Armenien-Resolution: Akt der Selbstbehauptung des Bundestages

Es ist Aufgabe des Bundestages zu definieren, wann ein Massaker ein Völkermord ist. Deshalb ist die Verabschiedung der Armenien-Resolution so wichtig wie richtig. Ein Kommentar

Ein Kommentar von Robert Birnbaum

Bei den Demonstrationen türkischer Gruppen gegen die Armenien-Resolution des Bundestages war ein bemerkenswerter Spruch zu lesen: „Der Bundestag ist nicht zuständig!“ Wie viele politische Kurzschlüsse leuchtet auch der auf den ersten Blick ein. Wirklich, was geht denn Abgeordnete in Berlin die völkerrechtliche Bewertung eines Vorgangs an, der hinten, fern in der Türkei vor 101 Jahren stattfand?! Ist das nicht Anmaßung, typisch deutsch, zum Zweck, die Türkei zu maßregeln?

Die Parlamente als gewählte Vertreter des Volkes sind fürs Völkerrecht zuständig

Aber wie viele sofort einleuchtende Sätze ist eben auch dieser ein Kurzschluss. Erst umgekehrt stimmt er: Wen, wenn nicht die Parlamente als die gewählten Vertretungen der Völker, ginge das Völkerrecht etwas an? Man muss dazu gar nicht daran erinnern, dass das Kaiserreich als enger Verbündeter des Osmanischen Reichs von den Massakern an den Armeniern wusste, die, weil ein historisch belegter politischer Vernichtungswille dahinter stand, einen Völkermord zu nennen überfällig ist.
Nein, das deutsche Parlament hätte auch ohne diese Verkopplung alles Recht und alle Pflicht der Welt, sich ein Urteil zu bilden. Das Völkerrecht ist ein sensibles Gebilde, ständig bedroht von tagespolitischen Relativierungen und Rücksichtnahmen. Es taugt immer nur so viel, wie die Völker es stützen. Wann ein Mord ein Mord ist, definiert das Parlament als Gesetzgeber; wann ein Massaker ein Völkermord ist, definieren die Parlamente als Träger und Teil der Völkergemeinschaft. Der Massenmord an den Herero und Nama durch das gleiche Kaiserreich war von dieser Gemeinschaft übrigens längst ebenso als Völkermord benannt, bevor sich die Bundesrepublik vor fast genau einem Jahr – blamabel spät – dazu bekannte.

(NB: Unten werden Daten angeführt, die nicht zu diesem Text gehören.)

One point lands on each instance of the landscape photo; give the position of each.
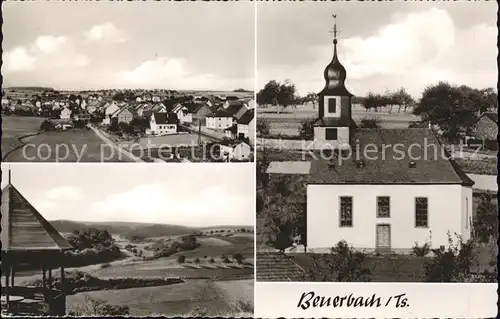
(138, 240)
(377, 142)
(97, 88)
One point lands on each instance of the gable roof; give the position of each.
(273, 266)
(247, 117)
(200, 106)
(390, 163)
(235, 108)
(233, 129)
(165, 118)
(220, 113)
(24, 228)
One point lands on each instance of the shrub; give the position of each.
(421, 251)
(95, 307)
(263, 126)
(342, 264)
(452, 264)
(47, 126)
(239, 258)
(224, 259)
(306, 131)
(369, 122)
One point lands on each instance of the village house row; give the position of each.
(229, 119)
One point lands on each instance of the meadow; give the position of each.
(194, 297)
(73, 145)
(288, 121)
(210, 287)
(14, 128)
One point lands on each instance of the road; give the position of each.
(196, 130)
(116, 147)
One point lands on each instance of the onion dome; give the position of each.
(335, 75)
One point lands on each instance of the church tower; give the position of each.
(333, 129)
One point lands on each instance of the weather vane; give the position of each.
(334, 31)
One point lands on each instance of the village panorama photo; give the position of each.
(377, 142)
(81, 240)
(81, 83)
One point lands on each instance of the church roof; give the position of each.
(335, 75)
(390, 164)
(24, 228)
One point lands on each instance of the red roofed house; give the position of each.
(380, 192)
(29, 240)
(246, 126)
(162, 124)
(200, 113)
(219, 120)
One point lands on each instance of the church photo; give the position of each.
(366, 165)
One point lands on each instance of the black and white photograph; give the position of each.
(82, 240)
(102, 81)
(377, 142)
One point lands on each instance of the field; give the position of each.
(288, 121)
(211, 298)
(210, 287)
(76, 145)
(16, 127)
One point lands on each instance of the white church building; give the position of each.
(405, 192)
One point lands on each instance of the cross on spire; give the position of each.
(334, 30)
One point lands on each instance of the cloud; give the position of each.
(415, 50)
(157, 203)
(45, 53)
(18, 59)
(50, 43)
(174, 73)
(62, 193)
(105, 32)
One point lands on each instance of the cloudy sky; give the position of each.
(383, 45)
(188, 195)
(84, 45)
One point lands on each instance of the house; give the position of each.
(236, 109)
(246, 126)
(219, 120)
(200, 113)
(123, 115)
(231, 132)
(65, 114)
(183, 113)
(486, 127)
(111, 108)
(82, 117)
(250, 103)
(162, 124)
(238, 150)
(382, 189)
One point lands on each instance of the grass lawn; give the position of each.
(68, 146)
(175, 300)
(15, 127)
(288, 121)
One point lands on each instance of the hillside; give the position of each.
(129, 229)
(125, 229)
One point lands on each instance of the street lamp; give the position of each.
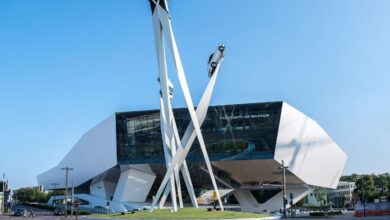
(282, 167)
(3, 192)
(67, 169)
(54, 185)
(363, 199)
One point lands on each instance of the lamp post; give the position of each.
(283, 168)
(54, 186)
(67, 169)
(3, 192)
(363, 199)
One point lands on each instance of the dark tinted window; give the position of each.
(231, 132)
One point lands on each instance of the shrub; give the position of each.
(317, 213)
(335, 212)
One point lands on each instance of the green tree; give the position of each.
(30, 194)
(320, 194)
(367, 188)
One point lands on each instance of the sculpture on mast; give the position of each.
(176, 148)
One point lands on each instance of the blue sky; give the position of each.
(66, 65)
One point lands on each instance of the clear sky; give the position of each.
(66, 65)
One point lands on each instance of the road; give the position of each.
(39, 214)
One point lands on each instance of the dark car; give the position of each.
(20, 212)
(59, 211)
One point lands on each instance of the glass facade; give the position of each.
(231, 132)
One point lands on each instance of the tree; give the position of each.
(320, 194)
(30, 194)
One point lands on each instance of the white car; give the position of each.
(214, 59)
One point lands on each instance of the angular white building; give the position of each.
(119, 163)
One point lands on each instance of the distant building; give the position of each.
(342, 195)
(311, 200)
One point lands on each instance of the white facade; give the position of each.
(301, 143)
(342, 195)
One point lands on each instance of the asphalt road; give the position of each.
(39, 214)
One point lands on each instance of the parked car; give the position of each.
(59, 211)
(214, 59)
(20, 212)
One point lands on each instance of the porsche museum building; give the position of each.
(120, 162)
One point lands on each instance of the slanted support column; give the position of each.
(176, 148)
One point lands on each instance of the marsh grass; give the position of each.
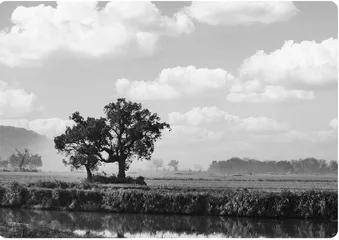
(244, 203)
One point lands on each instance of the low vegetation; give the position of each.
(303, 204)
(301, 166)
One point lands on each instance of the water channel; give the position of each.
(149, 226)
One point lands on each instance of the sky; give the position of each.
(246, 79)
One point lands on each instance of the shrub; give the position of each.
(102, 178)
(14, 195)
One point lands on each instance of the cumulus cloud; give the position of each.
(268, 94)
(15, 102)
(50, 127)
(19, 123)
(197, 116)
(203, 116)
(175, 82)
(315, 136)
(334, 123)
(308, 62)
(191, 134)
(261, 125)
(240, 13)
(117, 29)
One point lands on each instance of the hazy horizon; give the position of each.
(247, 79)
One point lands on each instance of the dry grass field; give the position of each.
(198, 180)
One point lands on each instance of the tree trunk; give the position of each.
(89, 174)
(121, 173)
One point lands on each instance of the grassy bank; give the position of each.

Der Selbstbehauptungsakt war jetzt alternativlos

Das Problem der Armenien-Resolution, hier und heute, liegt an ganz anderer Stelle. Vor einem Jahr hat sich der Bundestag aus außenpolitischer Rücksichtnahme nicht getraut, diesen Beschluss zu fassen. Damals hätte der Kalender relativ unverfänglichen Anlass geboten mit dem 100. Jahrestag.
Diesmal gäbe es für außenpolitische Rücksichtnahme noch viel bessere Gründe: Nicht allein auf einen wichtigen Nato-Partner in einer heißen Krisenregion, in der hundert Jahre alte Geschichten immer noch und immer wieder die Gegenwart bestimmen, sondern eben auch auf einen Vertragspartner in Flüchtlingsfragen. So einen verärgert man nicht ohne Not.

Dass Kanzlerin, Vizekanzler und Außenminister die Abstimmung im Reichstag schwänzten, ist verständlich als Signal nach Ankara, dass es eben nicht um den Versuch geht, den schwierigen Partner geschichtspolitisch Mores zu lehren.

Der Bundestag ist wieder mit sich im Reinen

Das Problem liegt darin, dass der Selbstbehauptungsakt des deutschen Bundestages diesmal so alternativlos war. Es blieb ihm gar nichts anderes übrig, als das vor einem Jahr Versäumte nachzuholen. Sonst drohte unvermeidlich die Verböhmermannisierung – der Vorwurf, vor dem Stirnrunzeln des Autokraten in Ankara zu kuschen. Für das Völkerrecht ist das alles egal. Es verbucht eine gewichtige Stimme mehr, die seine Prinzipien hochhält. Und der deutsche Bundestag ist wieder mit sich im Reinen. Nur zum Schulterklopfen in eigener Sache taugt der Fall eher nicht.